Asking questions By Shea Howell – Week 29 of the occupation
Thinking for ourselves
By Shea Howell
Week 29 of the occupation
October 22, 2013
The Detroit City Council has finally taken a strong stand against the schemes of Emergency Manager Kevyn Orr. It unanimously rejected Orr’s latest effort to protect Jones Day clients Bank of America and UBS by borrowing $350 million from Barclays Capital to pay off the termination fees on a disastrous swaps deal.
The move proposed by Orr is a thinly veiled attempt to protect big banks. Michigan Forward announced its opposition to the deal saying it “allows big banks and lawyers to step in front of Detroiters to collect first on city income taxes and casino revenues.”
Michigan Forward also noted that this deal is “unprecedented for municipal bankruptcies in the U.S., essentially allowing the wealthy big banks to jump to the front of the creditors line while retired seniors are facing drastic cuts in the retirement income they depend on.”

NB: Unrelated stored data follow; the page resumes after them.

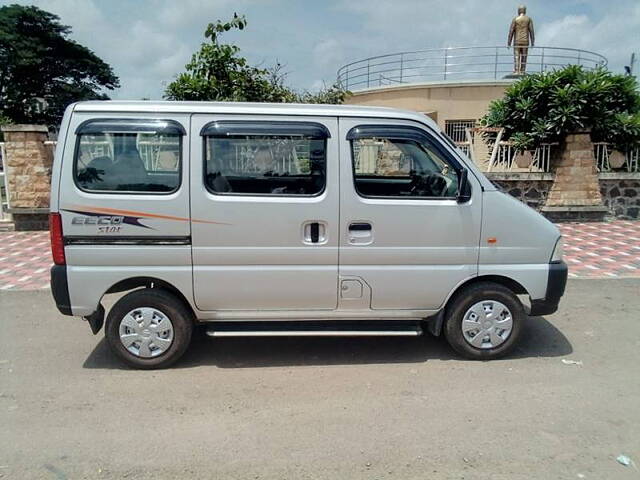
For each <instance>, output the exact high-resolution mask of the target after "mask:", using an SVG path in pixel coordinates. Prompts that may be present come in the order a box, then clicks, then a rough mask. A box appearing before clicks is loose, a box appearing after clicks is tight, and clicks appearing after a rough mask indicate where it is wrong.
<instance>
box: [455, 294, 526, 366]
mask: <svg viewBox="0 0 640 480" xmlns="http://www.w3.org/2000/svg"><path fill="white" fill-rule="evenodd" d="M472 307H473V309H472ZM504 307H506V310H507V311H506V312H505V308H504ZM446 312H447V319H446V324H445V328H444V333H445V337H446V339H447V341H448V342H449V345H451V347H452V348H453V349H454V350H455V351H456V352H458V353H459V354H460V355H462V356H463V357H465V358H468V359H471V360H492V359H494V358H500V357H503V356H505V355H507V354H508V353H509V352H511V351H512V350H513V348H514V347H515V346H516V345H517V343H518V339H519V338H520V332H521V331H522V325H523V322H524V319H525V318H526V313H525V311H524V307H523V306H522V303H521V302H520V300H519V299H518V297H516V296H515V294H514V293H513V292H512V291H511V290H509V289H508V288H506V287H504V286H502V285H500V284H497V283H491V282H482V283H477V284H475V285H471V286H470V287H468V288H466V289H464V290H463V291H461V292H459V293H457V294H456V295H455V297H454V298H453V299H452V300H451V302H450V303H449V305H448V306H447V311H446ZM496 312H498V313H497V314H496ZM496 315H497V316H496ZM508 318H510V319H511V321H510V322H509V320H508ZM509 324H510V326H511V328H510V331H507V327H508V326H509Z"/></svg>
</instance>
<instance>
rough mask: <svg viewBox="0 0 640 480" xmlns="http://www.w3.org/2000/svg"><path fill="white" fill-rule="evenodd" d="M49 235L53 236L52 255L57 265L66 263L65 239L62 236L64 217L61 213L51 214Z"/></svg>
mask: <svg viewBox="0 0 640 480" xmlns="http://www.w3.org/2000/svg"><path fill="white" fill-rule="evenodd" d="M49 235H50V237H51V256H52V257H53V263H55V264H56V265H65V264H66V263H67V260H66V259H65V257H64V239H63V237H62V217H61V216H60V214H59V213H50V214H49Z"/></svg>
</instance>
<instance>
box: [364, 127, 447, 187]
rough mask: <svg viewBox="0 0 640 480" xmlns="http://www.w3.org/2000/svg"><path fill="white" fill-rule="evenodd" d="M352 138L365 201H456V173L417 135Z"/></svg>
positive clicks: (432, 146) (372, 136)
mask: <svg viewBox="0 0 640 480" xmlns="http://www.w3.org/2000/svg"><path fill="white" fill-rule="evenodd" d="M360 132H361V133H360V134H358V135H357V136H356V138H351V152H352V162H353V175H354V184H355V188H356V191H357V192H358V194H359V195H361V196H364V197H402V198H405V197H406V198H416V197H418V198H454V197H455V196H456V193H457V190H458V174H457V172H456V169H455V168H454V167H453V166H452V165H451V164H450V163H449V162H448V161H447V160H446V158H445V157H444V155H442V154H441V153H440V152H439V151H438V149H437V148H435V147H434V146H433V145H432V144H431V143H430V142H428V141H424V140H422V139H420V138H419V136H417V135H398V136H397V138H395V136H388V137H385V136H382V135H371V136H368V135H366V134H362V133H363V132H366V129H364V130H362V129H361V131H360Z"/></svg>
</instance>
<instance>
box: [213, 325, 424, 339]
mask: <svg viewBox="0 0 640 480" xmlns="http://www.w3.org/2000/svg"><path fill="white" fill-rule="evenodd" d="M207 335H209V336H210V337H374V336H375V337H382V336H385V337H389V336H392V337H393V336H395V337H417V336H419V335H422V328H421V326H420V324H419V323H417V322H408V323H407V322H399V321H391V322H365V321H363V322H341V321H336V322H329V321H327V322H304V321H302V322H290V321H283V322H271V321H264V322H215V323H213V324H210V325H209V327H208V329H207Z"/></svg>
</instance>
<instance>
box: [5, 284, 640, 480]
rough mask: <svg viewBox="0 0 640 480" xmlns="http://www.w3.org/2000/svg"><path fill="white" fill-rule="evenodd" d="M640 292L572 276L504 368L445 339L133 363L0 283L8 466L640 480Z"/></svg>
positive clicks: (277, 339) (320, 346) (202, 341)
mask: <svg viewBox="0 0 640 480" xmlns="http://www.w3.org/2000/svg"><path fill="white" fill-rule="evenodd" d="M639 292H640V280H638V279H635V280H634V279H627V280H589V281H586V280H570V282H569V286H568V292H567V295H566V297H565V299H564V301H563V304H562V305H561V310H560V311H559V312H558V313H557V314H556V315H554V316H550V317H549V318H547V319H540V318H538V319H529V321H528V322H527V324H526V328H525V340H524V342H523V343H522V345H521V348H520V349H519V350H518V351H517V352H516V354H515V355H514V356H513V357H512V358H509V359H505V360H500V361H493V362H486V363H481V362H470V361H463V360H460V359H458V358H456V357H455V356H453V355H452V353H451V350H450V349H449V348H448V347H447V346H446V345H445V344H444V343H443V342H442V341H441V340H440V339H434V338H431V337H425V338H420V339H401V338H381V339H371V338H370V339H326V338H325V339H318V338H316V339H313V338H310V339H304V340H300V339H209V338H206V337H204V336H202V335H199V336H197V337H196V339H195V340H194V344H193V345H192V347H191V349H190V351H189V352H188V354H187V356H186V358H185V359H184V360H183V361H182V362H180V363H179V364H178V365H177V366H176V367H175V368H172V369H169V370H164V371H154V372H144V371H133V370H128V369H126V368H123V367H122V366H121V365H120V364H119V363H117V362H116V361H115V360H114V359H113V357H112V356H111V355H110V354H109V353H108V351H107V349H106V346H105V344H104V341H103V340H102V335H101V334H100V336H98V337H93V336H91V334H90V332H89V328H88V326H87V325H86V324H84V323H83V322H81V321H79V320H76V319H73V318H70V317H63V316H60V315H59V314H58V313H57V312H56V310H55V308H54V306H53V304H52V301H51V299H50V297H49V293H48V292H0V317H1V321H0V425H1V428H0V432H1V433H0V475H2V476H3V477H4V478H16V479H24V478H44V479H48V478H52V479H58V480H60V479H65V478H74V479H76V478H99V479H101V478H109V479H111V478H125V477H126V478H143V479H146V478H203V479H204V478H206V479H296V480H298V479H332V480H335V479H340V480H342V479H402V480H404V479H426V478H428V479H451V478H453V479H462V478H465V479H492V480H506V479H509V480H512V479H516V480H517V479H525V478H526V479H531V478H536V479H576V478H586V479H598V480H601V479H627V478H628V479H634V478H638V477H639V476H640V472H638V471H637V470H635V469H634V468H633V467H624V466H622V465H620V464H618V463H617V462H616V460H615V459H616V457H617V456H618V455H619V454H625V455H628V456H629V457H631V458H632V459H634V460H635V461H636V462H638V463H640V409H639V408H638V398H639V397H640V382H638V368H639V367H638V365H640V322H639V321H638V307H639V306H640V303H639V300H638V293H639ZM562 360H575V361H580V362H582V364H581V365H571V364H565V363H563V362H562Z"/></svg>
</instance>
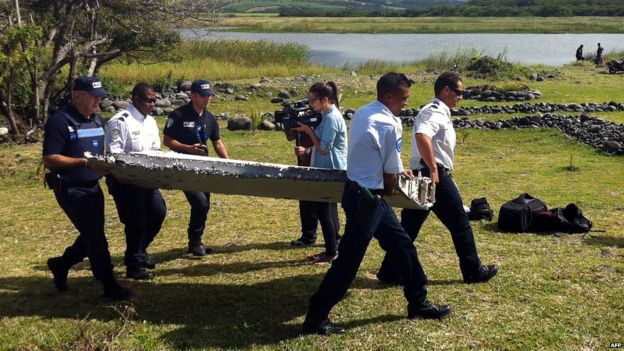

The move by Orr is especially troubling because bankruptcy Judge Steven Rhodes already told Bank of America and UBS they could not expect to be treated ahead of Detroiters.
Brandon Jessup, C.E.O of Michigan Forward Urban Affairs Group, called on the City Council to “not allow banks to bully them around.”
This proposal by Orr, Executive Order 17, comes just days before the Court will determine if the bankruptcy will proceed. Perhaps, more importantly, it is coming in the midst of federal settlements with banks for their outrageous predatory lending that led to the foreclosure crisis in our city. The New York Times reported this week that Detroit stands to gain at least some of the $13 billion settlement agreed to by JP Morgan Chase.
The Times reported, “$4 billion will take the form of relief for struggling homeowners in cities like Detroit. The payout will serve as penance for the bank’s general mortgage practices.”
The Detroit City Council and Mayor need to be planning how this money can best be used to strengthen neighborhoods and restore community life.
We cannot expect Emergency Manager Orr to think creatively about the needs of our people. He has already demonstrated that he brings a deadly combination of arrogance and ignorance to his job.
Recently, Mayor Dave Bing summed up what many in Detroit have come to see. Bing said bluntly that Orr is “not doing a competent job.” Further, Bing noted that Orr is increasingly extending his powers into every aspect of the city, without knowing what he is doing.
The mainstream media attempted to dismiss the Mayor’s criticisms as the result of personal snubs. But a review of Orr’s basic actions since assuming unlimited authority reveals a different story.
For example, while firing long time city personnel, Orr turned to some of the smallest minds he could find for his staff. His chief assistant, Gary Brown, has proven to be little more than a schoolyard bully, whose lackluster role on City Council did nothing to qualify him for his new, high paid position. Then, there is his Chief Financial Officer, Jim Bonsall, whose comment about shooting “someone in a hoodie” outraged the city.
Orr’s himself has made equally outrageous statements. Widely reported comments ranging from characterizing Detroiters as “dumb, lazy, happy and rich” to his claim, “I can cut somebody’s throat and leave them to bleed out in the gutter with the best of them” demonstrate a level of crudeness rarely seen in public.
Just before the City Council took its stand against Orr’s bank protection scheme, over 100 bus drivers protested the lack of safety, respect, and basic functioning of our public transportation. One driver said, “They tell us we can’t intervene when we see a passenger being attacked, except to call for police, who never come. What kind of a human being would I be if I let that happen?”
This seems a question all of us need to ask.